The term "AI-generated" has become ubiquitous in the music industry, but what does it actually mean? With the widespread use of this buzzword, the term is thrown around loosely, whether it's used to simulate effects, automatically mix or master tracks, separate audio sources, or enhance sound. As long as the final audio has been processed to some extent by AI, the entire work is labeled with this term. However, the majority of music currently released is still primarily created by humans (yes, even including the genius of "Heart On My Sleeve").

Although the term "AI-generated" has become a cliché for clickbait, the appropriate usage is when a computer truly creates new sounds, referred to as "generative audio".

Generative audio can include the creation of sound effects, melodies, vocals, or even entire songs. There are two main methods for achieving generative audio: MIDI generation and audio waveform generation. MIDI (Musical Instrument Digital Interface) generation has much lower computational costs and can provide high-quality output because the generated MIDI data can be used to produce sound through existing virtual instruments. This concept is similar to producers composing MIDI on a piano roll and playing it back through VST plugins like Serum.

While this is appealing, it is only partial generation, as AI does not actually generate audio, just as humans cannot synthesize instrument sounds out of thin air. The virtual instruments that algorithms can use also further limit their creative capabilities. However, products utilizing this technology, such as AIVA and Lemonaide's Seeds, are still able to produce quite impressive outputs.

Audio waveform generation is a much more complex task, as it is an end-to-end system that does not rely on any external techniques. In other words, it can generate sound from scratch. This process aligns more closely with the true definition of "AI-generated" audio.
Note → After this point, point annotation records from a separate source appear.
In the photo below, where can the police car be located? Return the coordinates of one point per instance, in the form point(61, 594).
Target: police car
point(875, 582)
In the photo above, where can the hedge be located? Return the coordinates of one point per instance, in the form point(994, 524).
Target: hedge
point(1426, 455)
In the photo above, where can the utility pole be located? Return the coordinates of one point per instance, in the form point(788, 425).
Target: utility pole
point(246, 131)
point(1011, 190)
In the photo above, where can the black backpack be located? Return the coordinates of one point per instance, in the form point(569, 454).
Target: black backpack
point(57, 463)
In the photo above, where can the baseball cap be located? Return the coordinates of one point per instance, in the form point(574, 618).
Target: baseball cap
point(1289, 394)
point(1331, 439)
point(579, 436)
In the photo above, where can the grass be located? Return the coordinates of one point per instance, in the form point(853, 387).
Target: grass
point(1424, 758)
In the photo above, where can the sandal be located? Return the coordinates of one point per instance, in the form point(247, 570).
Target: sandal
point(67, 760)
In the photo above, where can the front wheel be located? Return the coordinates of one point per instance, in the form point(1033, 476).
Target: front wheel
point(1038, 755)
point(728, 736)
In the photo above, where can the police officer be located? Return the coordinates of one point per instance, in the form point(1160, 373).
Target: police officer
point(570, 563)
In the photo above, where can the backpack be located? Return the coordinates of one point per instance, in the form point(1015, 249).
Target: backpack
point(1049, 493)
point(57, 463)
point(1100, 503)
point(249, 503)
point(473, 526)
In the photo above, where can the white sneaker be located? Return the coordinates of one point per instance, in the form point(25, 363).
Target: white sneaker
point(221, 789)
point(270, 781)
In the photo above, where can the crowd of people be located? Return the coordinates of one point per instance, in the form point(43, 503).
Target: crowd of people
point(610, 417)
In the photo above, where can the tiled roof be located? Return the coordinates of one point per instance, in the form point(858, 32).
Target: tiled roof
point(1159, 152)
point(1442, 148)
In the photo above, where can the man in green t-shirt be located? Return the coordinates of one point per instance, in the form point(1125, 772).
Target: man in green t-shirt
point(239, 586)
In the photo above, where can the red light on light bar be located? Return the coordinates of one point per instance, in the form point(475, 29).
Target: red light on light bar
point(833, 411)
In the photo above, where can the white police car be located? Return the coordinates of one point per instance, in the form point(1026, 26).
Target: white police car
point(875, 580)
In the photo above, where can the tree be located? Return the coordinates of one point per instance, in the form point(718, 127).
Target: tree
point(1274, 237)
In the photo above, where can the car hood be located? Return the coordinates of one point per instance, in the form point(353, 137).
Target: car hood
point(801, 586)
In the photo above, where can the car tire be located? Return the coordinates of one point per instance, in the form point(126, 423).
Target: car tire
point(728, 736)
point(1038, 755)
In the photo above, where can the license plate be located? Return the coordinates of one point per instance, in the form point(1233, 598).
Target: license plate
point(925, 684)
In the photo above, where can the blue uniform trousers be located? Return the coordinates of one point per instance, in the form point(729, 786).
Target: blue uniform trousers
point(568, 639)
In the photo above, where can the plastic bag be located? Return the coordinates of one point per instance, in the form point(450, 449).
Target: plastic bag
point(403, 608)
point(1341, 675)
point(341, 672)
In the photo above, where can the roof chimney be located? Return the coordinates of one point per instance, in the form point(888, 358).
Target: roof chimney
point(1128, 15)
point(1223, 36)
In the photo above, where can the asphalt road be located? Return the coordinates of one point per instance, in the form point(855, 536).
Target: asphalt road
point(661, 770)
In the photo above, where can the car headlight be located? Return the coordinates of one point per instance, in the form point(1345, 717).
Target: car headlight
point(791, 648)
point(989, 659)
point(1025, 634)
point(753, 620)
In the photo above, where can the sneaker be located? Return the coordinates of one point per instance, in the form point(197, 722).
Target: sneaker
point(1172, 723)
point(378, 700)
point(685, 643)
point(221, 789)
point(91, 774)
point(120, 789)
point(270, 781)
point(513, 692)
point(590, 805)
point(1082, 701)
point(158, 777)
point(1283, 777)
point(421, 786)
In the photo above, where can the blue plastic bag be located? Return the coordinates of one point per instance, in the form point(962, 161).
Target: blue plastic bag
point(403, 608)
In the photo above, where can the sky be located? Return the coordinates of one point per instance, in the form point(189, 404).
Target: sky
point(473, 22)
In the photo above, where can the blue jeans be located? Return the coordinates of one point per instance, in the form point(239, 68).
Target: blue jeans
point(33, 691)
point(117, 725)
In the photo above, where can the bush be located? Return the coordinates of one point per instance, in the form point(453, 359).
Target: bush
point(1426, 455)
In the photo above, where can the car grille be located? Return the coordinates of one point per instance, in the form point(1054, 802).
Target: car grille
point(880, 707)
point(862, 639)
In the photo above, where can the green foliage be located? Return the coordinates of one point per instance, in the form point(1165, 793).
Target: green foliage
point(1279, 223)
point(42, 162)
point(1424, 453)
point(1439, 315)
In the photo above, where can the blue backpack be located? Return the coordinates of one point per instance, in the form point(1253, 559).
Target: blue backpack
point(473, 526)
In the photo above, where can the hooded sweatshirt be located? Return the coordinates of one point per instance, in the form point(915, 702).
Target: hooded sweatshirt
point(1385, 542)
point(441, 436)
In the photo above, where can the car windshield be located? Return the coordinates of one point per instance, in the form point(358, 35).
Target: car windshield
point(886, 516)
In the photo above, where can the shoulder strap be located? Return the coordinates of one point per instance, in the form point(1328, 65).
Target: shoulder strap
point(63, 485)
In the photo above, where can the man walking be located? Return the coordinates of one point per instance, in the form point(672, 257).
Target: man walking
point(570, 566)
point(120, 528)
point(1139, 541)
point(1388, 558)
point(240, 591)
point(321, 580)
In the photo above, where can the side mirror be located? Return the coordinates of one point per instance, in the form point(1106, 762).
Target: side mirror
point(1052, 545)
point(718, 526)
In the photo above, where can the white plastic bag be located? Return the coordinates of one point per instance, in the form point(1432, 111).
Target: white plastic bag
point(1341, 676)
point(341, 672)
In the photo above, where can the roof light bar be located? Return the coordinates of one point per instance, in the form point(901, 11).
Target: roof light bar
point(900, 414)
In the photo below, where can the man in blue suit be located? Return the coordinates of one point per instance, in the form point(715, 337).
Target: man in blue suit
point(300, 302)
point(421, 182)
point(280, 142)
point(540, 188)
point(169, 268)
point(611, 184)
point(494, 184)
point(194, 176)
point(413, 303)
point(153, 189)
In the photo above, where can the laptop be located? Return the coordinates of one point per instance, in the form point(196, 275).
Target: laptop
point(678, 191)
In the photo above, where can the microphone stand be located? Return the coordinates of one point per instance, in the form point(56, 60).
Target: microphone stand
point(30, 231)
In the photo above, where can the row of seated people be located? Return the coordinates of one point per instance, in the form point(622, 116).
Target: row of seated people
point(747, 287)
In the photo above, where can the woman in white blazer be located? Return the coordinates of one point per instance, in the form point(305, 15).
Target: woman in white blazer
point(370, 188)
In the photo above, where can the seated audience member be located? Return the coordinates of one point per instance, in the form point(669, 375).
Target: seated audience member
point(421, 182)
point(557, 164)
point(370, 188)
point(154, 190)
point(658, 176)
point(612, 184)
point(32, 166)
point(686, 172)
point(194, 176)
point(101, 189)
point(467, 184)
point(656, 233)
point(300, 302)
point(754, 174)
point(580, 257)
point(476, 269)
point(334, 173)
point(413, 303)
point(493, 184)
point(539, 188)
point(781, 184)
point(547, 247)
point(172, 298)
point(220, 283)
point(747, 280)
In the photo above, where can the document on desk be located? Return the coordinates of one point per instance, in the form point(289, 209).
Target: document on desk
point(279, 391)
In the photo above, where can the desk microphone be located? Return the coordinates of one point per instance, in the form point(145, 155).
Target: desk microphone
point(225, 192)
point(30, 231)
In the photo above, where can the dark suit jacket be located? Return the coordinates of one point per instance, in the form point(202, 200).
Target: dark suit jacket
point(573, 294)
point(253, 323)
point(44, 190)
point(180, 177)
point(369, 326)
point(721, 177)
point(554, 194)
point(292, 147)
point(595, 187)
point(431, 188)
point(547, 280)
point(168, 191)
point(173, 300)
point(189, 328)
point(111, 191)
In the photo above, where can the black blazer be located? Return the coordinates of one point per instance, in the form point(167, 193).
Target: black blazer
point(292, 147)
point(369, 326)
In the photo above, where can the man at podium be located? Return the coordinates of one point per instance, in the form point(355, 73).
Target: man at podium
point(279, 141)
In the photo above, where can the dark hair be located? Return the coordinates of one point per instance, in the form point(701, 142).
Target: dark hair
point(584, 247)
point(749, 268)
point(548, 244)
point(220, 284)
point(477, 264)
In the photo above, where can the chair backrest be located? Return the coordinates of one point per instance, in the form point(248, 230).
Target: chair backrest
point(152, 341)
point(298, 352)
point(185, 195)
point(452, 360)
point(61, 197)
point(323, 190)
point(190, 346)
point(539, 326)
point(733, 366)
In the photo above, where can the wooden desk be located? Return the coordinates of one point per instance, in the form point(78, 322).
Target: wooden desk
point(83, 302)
Audio waveform generation can be accomplished through various methods, resulting in different outcomes. It can generate individual samples, such as Audialab's ED 2 and Humanize, or collaborate with Tiny Audio Diffusion to generate complete songs, such as AudioLM, Moûsai, Riffusion, MusicGen, and Stable Audio. Many of these cutting-edge models utilize some form of diffusion to generate sound, a concept you may have heard of from Stable Diffusion or other globally popular image generation models. This generation method is equally applicable to audio. But what does this mean exactly?

What is Diffusion?

Background

In the context of AI, diffusion refers to the process of adding or removing noise from a signal (similar to static on an old television). Forward diffusion adds noise to the signal (noising), while reverse diffusion removes noise (denoising). Conceptually, diffusion models employ white noise and progressively denoise it until the audio resembles something recognizable, such as a sample or a song. This denoising process is the secret to the creative power of many generative audio models.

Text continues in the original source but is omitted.